ZBrushCentral

Size of Sculpt within Zbrush

My question is, how do I know what “size” my sculpt is, and how do I know what the “correct” size is to be working in? I have searched the internet several times on this and have never seen it mentioned in a book, so I feel I’m missing a fundamental concept here. Is there a reason for size? Should I always try to go as small as possible or the reverse? What else should I know about size?

I have been using Zbrush for several months now and I realized an issue I have with the size of my sculpts. I could not get a particular sculpt to cast a floor shadow. Then, while working on one of the shadow settings, I saw it had a maximum range of 500 pixels.

This made me realize that my object was probably too “big”. Sure enough, I shrunk it with the deformation slider a few times, then I was able to get results.

The model was a download from the internet, so I assume it was created in another program.

Anyway I had no idea that objects had “size” in any real way. What gives?

Thanks for you help.

Zbrush should assume the proper scale on import based on the object bounding box.

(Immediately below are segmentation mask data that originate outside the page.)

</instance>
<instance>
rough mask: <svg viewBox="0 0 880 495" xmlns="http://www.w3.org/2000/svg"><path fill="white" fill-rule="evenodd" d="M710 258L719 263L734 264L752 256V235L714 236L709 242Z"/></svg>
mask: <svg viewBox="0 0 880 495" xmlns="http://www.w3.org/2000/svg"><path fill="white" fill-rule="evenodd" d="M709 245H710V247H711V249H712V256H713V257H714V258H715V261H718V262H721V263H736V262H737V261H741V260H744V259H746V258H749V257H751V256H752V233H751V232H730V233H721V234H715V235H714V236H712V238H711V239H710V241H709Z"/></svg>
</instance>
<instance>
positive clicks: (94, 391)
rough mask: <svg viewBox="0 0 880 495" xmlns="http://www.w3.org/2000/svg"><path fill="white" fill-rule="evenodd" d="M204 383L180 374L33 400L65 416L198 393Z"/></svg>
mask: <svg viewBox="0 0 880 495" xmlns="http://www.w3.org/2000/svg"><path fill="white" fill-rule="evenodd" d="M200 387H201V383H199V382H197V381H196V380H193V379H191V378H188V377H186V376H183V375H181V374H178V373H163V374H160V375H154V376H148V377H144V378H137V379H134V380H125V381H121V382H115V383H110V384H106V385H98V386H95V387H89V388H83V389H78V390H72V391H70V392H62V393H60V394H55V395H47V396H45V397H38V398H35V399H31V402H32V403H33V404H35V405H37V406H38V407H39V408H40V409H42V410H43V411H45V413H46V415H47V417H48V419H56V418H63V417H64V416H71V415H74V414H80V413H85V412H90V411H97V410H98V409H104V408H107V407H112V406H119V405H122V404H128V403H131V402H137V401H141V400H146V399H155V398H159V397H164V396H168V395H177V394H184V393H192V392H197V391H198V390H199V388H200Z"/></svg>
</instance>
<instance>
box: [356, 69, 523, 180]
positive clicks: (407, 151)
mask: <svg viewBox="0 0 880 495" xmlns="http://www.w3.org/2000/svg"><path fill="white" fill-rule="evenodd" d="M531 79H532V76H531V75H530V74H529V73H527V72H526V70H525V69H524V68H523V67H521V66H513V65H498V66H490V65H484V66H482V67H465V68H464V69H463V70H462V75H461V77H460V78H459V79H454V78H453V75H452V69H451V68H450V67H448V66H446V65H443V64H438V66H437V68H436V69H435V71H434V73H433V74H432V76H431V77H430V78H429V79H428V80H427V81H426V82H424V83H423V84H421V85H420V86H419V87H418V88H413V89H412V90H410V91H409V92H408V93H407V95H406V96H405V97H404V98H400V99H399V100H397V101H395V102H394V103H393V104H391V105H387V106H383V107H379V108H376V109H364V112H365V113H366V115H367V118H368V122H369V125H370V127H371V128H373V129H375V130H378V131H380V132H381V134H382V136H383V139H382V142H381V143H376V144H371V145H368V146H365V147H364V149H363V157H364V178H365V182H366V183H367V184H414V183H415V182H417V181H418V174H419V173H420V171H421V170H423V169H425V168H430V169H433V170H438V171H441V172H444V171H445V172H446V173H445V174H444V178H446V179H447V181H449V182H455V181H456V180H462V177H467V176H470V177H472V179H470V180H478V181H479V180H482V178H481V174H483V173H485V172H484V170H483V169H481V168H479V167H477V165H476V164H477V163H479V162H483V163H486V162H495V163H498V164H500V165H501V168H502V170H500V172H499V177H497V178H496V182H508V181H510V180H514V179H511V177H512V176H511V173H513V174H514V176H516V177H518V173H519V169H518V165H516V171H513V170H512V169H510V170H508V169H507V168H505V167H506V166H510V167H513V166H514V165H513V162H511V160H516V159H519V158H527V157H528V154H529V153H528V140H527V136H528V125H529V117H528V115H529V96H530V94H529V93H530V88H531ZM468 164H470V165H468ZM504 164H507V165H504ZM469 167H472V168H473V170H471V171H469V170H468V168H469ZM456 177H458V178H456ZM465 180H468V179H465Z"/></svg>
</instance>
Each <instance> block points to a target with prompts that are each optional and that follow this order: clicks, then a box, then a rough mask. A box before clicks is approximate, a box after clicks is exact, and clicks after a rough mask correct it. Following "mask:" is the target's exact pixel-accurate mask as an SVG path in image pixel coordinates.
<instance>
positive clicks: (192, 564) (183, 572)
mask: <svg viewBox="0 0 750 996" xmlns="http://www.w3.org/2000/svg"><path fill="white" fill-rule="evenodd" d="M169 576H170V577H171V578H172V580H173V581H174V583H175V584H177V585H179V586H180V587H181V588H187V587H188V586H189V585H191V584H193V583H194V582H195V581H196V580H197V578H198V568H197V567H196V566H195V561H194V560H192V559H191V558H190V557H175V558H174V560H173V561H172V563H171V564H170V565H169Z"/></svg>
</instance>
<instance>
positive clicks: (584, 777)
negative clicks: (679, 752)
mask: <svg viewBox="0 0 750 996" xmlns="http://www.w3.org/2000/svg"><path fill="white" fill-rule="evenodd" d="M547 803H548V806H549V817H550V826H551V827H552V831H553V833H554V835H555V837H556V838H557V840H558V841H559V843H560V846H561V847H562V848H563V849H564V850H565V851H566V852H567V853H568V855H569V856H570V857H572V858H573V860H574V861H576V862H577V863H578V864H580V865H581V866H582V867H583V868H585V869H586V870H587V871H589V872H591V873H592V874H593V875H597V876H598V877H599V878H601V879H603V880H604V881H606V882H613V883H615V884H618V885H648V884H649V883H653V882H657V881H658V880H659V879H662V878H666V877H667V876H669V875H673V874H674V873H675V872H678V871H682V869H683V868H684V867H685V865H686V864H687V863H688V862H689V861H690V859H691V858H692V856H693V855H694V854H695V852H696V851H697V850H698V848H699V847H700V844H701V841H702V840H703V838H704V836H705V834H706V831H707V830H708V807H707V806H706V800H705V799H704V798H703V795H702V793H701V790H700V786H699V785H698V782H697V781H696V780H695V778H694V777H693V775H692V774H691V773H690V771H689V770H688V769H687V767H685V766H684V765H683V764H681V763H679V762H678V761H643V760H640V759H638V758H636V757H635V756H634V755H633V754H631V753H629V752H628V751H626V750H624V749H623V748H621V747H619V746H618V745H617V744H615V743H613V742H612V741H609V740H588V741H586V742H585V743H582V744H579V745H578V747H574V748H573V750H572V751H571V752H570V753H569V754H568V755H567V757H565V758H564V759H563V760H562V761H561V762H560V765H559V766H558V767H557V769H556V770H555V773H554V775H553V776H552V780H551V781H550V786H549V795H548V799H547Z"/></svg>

But to test it, you can check your object inside of tool.preview. It should fit in that box.
If it doesn’t, you can always use tool.deformations.unify (but this does change your actual scale, not just a temporary resize for Zbrush.)

Very simple solution! Thanks. That should help my workflow be consistent. Tool size will always be the same, etc.

You say it will change the “scale” of the object permanently. Does the scale refer to any kind of real-world measurement? Will the scale affect how it performs in other programs or what size it will be for printing, etc.?

I did find some numbers under the Tool>Geometry>Size. What are those numbers actually measuring?